Finalmente, 1327 catalanes han suscrito la carta a Su Santidad. ¡Muchas gracias a todos! https://t.co/H66e9MTyuQ
— Ángel Escolano Rubio (@rubio_escolano) June 5, 2026
La inminente llegada del Papa León XIV a Barcelona, que visitará la ciudad el martes y el miércoles, ha activado las alarmas de la sociedad civil constitucionalista. La bendición de la Torre de Jesucristo de la Sagrada Familia, un hito arquitectónico y espiritual indiscutible, se ha visto envuelta en una profunda polémica que trasciende los límites de lo puramente religioso.
La asociación Convivencia Cívica Catalana ha decidido romper el silencio institucional enviando una misiva directamente al Sumo Pontífice. En el documento se detalla una realidad incómoda y persistente que los partidos nacionalistas y el actual Gobierno central se empeñan en maquillar con insistencia. Y ha sido firmada por 1327 ciudadanos, además de varias entidades.

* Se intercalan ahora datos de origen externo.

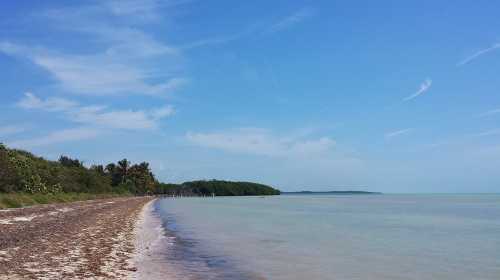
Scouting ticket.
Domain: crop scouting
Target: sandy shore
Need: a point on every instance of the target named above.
(150, 246)
(99, 239)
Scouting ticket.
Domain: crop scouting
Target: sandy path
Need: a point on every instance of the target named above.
(81, 240)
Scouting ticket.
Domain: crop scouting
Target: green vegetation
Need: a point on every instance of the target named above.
(26, 179)
(216, 187)
(11, 200)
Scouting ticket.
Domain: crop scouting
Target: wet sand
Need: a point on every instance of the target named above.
(92, 239)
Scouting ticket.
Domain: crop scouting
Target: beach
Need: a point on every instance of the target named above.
(98, 239)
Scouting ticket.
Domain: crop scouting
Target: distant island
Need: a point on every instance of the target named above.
(331, 192)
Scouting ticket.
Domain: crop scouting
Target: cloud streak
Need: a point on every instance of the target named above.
(11, 130)
(260, 142)
(491, 132)
(99, 116)
(424, 87)
(478, 54)
(397, 133)
(291, 20)
(489, 113)
(128, 60)
(61, 136)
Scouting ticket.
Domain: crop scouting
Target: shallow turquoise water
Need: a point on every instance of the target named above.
(335, 237)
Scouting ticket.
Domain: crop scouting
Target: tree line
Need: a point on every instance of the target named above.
(21, 171)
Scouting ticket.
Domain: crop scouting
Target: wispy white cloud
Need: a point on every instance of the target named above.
(396, 133)
(53, 104)
(61, 136)
(489, 113)
(291, 20)
(261, 142)
(424, 87)
(11, 130)
(491, 132)
(99, 116)
(478, 54)
(128, 60)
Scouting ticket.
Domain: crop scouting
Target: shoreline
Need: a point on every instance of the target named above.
(150, 243)
(80, 240)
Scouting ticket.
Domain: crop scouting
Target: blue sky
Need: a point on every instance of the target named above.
(393, 96)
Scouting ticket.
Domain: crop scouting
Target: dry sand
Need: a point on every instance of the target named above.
(99, 239)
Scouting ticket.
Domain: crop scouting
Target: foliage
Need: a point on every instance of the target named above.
(23, 172)
(217, 188)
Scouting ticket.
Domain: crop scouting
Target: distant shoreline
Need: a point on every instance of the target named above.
(331, 192)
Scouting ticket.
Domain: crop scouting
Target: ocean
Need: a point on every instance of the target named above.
(431, 236)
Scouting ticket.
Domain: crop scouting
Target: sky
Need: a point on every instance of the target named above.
(391, 96)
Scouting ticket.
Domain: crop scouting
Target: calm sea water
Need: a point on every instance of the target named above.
(334, 237)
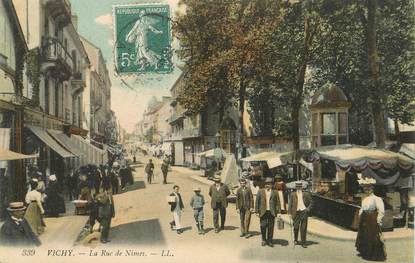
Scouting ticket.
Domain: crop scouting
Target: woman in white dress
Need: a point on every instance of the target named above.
(35, 209)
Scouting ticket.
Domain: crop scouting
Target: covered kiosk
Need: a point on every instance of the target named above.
(337, 193)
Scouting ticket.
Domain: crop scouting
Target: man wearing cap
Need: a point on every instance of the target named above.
(149, 170)
(267, 207)
(244, 206)
(299, 207)
(197, 202)
(15, 230)
(106, 211)
(177, 208)
(219, 193)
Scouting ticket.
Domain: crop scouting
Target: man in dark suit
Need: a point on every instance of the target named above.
(219, 193)
(106, 212)
(267, 207)
(299, 207)
(176, 208)
(244, 206)
(16, 231)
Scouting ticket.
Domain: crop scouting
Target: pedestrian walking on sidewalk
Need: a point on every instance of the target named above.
(197, 202)
(176, 208)
(299, 207)
(16, 231)
(115, 184)
(369, 242)
(34, 209)
(149, 170)
(54, 201)
(244, 207)
(219, 193)
(267, 208)
(93, 206)
(106, 212)
(165, 170)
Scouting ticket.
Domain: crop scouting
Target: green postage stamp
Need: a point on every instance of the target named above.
(142, 38)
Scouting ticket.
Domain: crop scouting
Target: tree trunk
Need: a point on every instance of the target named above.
(397, 132)
(241, 118)
(373, 61)
(298, 99)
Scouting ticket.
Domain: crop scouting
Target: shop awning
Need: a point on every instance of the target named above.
(273, 159)
(165, 147)
(384, 166)
(7, 155)
(94, 154)
(67, 142)
(213, 153)
(50, 142)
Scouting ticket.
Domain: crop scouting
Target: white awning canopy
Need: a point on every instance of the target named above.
(7, 155)
(273, 159)
(213, 153)
(50, 142)
(67, 142)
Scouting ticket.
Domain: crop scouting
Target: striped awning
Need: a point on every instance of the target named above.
(50, 142)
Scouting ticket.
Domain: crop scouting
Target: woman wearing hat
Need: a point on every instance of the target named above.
(369, 242)
(16, 231)
(35, 209)
(53, 199)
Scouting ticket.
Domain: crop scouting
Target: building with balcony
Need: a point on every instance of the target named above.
(12, 51)
(97, 96)
(53, 116)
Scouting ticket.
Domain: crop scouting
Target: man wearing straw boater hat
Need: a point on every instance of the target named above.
(267, 207)
(15, 230)
(197, 202)
(299, 207)
(244, 207)
(369, 241)
(219, 193)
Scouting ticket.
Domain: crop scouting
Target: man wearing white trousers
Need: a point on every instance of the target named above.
(176, 208)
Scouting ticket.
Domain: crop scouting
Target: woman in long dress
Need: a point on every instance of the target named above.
(369, 242)
(53, 199)
(35, 209)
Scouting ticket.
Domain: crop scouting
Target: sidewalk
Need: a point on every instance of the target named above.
(321, 228)
(63, 230)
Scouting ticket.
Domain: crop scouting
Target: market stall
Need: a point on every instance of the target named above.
(210, 160)
(337, 193)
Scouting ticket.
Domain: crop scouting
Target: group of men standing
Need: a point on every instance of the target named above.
(266, 206)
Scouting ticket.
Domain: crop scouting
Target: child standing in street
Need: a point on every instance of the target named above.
(197, 202)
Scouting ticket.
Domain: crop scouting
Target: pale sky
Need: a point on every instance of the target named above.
(95, 23)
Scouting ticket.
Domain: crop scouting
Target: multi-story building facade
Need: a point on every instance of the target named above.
(55, 70)
(12, 100)
(97, 96)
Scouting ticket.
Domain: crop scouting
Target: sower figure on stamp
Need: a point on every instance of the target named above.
(267, 208)
(197, 202)
(299, 207)
(244, 206)
(106, 212)
(219, 193)
(16, 231)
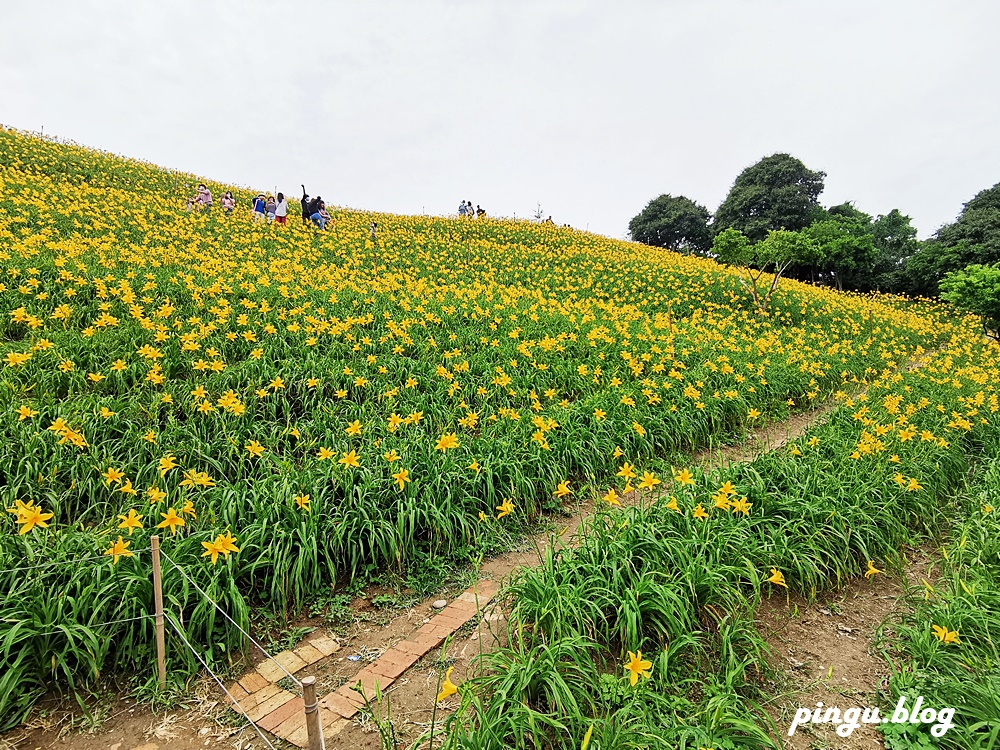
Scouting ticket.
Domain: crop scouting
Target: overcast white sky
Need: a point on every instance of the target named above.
(590, 108)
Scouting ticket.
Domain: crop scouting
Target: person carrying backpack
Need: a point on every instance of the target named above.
(306, 213)
(258, 207)
(281, 210)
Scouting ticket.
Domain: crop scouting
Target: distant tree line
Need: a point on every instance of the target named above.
(771, 221)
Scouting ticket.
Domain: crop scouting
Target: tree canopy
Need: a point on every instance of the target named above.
(973, 239)
(769, 257)
(977, 290)
(778, 192)
(677, 223)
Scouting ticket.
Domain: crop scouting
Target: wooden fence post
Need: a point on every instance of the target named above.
(313, 729)
(161, 661)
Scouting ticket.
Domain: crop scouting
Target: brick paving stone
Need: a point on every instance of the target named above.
(339, 705)
(281, 714)
(451, 620)
(290, 661)
(291, 725)
(485, 589)
(351, 696)
(324, 644)
(261, 710)
(393, 663)
(335, 727)
(309, 653)
(433, 629)
(463, 610)
(271, 670)
(298, 735)
(409, 647)
(253, 681)
(426, 641)
(367, 677)
(255, 699)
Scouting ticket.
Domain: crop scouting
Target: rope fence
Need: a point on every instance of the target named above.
(236, 703)
(161, 616)
(64, 563)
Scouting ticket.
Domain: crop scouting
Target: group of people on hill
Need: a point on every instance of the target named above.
(266, 207)
(466, 211)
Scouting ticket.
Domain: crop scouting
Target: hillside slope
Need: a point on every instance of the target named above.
(335, 406)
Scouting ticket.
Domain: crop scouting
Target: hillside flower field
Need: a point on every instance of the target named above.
(292, 409)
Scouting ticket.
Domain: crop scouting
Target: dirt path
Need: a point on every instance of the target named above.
(206, 722)
(827, 651)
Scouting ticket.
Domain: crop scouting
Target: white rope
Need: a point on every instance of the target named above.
(86, 624)
(68, 562)
(215, 677)
(235, 624)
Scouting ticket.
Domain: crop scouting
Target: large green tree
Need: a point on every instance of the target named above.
(895, 240)
(973, 239)
(977, 290)
(677, 223)
(844, 245)
(778, 192)
(761, 264)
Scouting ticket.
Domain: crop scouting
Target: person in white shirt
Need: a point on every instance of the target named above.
(281, 210)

El texto denuncia de manera contundente la marginación sistemática que sufre la lengua española en la esfera pública de la comunidad. Lo verdaderamente preocupante y novedoso de esta denuncia es que sitúa este sectarismo lingüístico dentro de las propias estructuras de la Iglesia católica en Cataluña.
«Rogamos humildemente a Vuestra Santidad que no atienda a quienes pretenden convertir la cuestión lingüística en un instrumento de división o de invisibilización de una parte muy importante de la sociedad catalana. Millones de catalanes vivimos el castellano como lengua propia, natural y cotidiana, con pleno respeto al catalán y a todas las expresiones legítimas de nuestra realidad cultural» pide Convivencia Cívica Catalana ante los intentos del separatismo de excluir a la lengua española durante la visita del Papa a Barcelona.
Con este movimiento estratégico, la entidad busca dar visibilidad internacional al desamparo que padecen millones de catalanes que tienen el castellano como lengua materna. Lejos de buscar la confrontación directa, el escrito apela al sentido común y a la propia doctrina eclesiástica para reclamar la restitución de un derecho fundamental.
Los firmantes recuerdan al Santo Padre que la Iglesia debe configurarse como un espacio de acogida universal y unificador. La institución eclesial no puede convertirse, bajo ningún concepto, en un instrumento de ingeniería social ni de división ideológica al servicio de una agenda política concreta.
El cuestionable modelo de inmersión lingüística obligatoria ha terminado por consolidar un sistema que divide a la ciudadanía en categorías. La pasividad mostrada por el Ministerio de Cultura y el resto de departamentos competentes evidencia una preocupante falta de voluntad política para blindar los derechos reconocidos en la Constitución.